Written By Uttara Choudhury | Updated:

Prime minister Manmohan Singh’s special envoy on Afghanistan and Pakistan SK Lambah met US national security adviser Tom Donilon at the White House on Monday as India looks for its place in the post-American Afghan situation.

The stakes for India are high as the US plans for a post-war Afghanistan.

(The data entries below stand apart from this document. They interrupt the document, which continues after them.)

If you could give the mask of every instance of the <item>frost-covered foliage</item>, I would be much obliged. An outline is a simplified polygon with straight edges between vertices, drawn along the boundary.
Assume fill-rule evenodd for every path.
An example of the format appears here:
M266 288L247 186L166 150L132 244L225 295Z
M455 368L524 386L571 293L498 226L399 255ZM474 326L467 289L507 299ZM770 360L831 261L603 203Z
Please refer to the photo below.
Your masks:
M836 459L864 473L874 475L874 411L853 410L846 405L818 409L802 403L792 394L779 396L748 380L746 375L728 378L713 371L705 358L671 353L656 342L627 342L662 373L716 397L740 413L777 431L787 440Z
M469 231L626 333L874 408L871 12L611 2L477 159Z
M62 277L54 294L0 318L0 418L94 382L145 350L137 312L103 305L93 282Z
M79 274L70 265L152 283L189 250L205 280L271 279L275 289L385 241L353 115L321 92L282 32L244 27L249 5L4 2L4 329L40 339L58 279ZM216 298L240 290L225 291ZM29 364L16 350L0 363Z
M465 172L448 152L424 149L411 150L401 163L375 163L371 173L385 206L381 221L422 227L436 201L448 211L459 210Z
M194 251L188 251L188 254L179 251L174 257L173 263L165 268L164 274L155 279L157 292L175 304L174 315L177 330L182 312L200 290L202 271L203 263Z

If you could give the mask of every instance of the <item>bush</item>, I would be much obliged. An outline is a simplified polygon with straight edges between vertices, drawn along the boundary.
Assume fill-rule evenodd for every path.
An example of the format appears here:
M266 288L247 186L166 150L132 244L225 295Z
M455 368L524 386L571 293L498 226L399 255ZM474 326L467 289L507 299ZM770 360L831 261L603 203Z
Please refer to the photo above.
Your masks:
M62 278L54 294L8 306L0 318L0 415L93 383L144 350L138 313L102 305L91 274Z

Prime minister Manmohan Singh’s special envoy on Afghanistan and Pakistan SK Lambah met US national security adviser Tom Donilon at the White House on Monday as India looks for its place in the post-American Afghan situation.

Lambah also held discussions in the state department with Richard Holbrooke who is president Obama’s pointman on Afghanistan and Pakistan.

India views instability in Afghanistan as a great threat and looks likely to step up humanitarian, trade — and possibly military — assistance as president Obama keeps faith with his July 2011 deadline to start withdrawing American troops from Afghanistan.

So far, New Delhi has deferred to Pakistani and American sensitivities about raising India’s strategic profile in Afghanistan by not providing military assistance, but analysts say this could change once the US pulls its troops out of Afghanistan leaving it in general chaos.    

Even as Lambah talked about Kabul’s affairs with Washington, the strongest clue that India is prepared to take its role in Afghanistan beyond developmental programs to offer military assistance emerged from a leaked US diplomatic cable released by WikiLeaks.

Months after its embassy in Kabul was targeted by suicide bombers, India was roused enough to offer the Afghan government light attack helicopters. The Indian offer was discussed threadbare in a January 2009 conversation between Afghan president Hamid Karzai and US general David Petraeus.

The leaked cable shows that predictably the Indian offer was spiked due to an “adverse reaction” feared from Pakistan which has stonewalled any Indian military involvement in Afghanistan.
According to diplomats and analysts, India is also weighing the possibility of training Afghan security personnel.

“India has adequate training facilities and can train the Afghan army and strengthen it at low cost,” said Sumit Ganguly,who is a member of the council on foreign relations.

“All New Delhi needs to do is to train the Afghan army by bringing contingents over to India. India has extensive training facilities which are lying idle. India is doing a little bit of this but India should ramp it up.”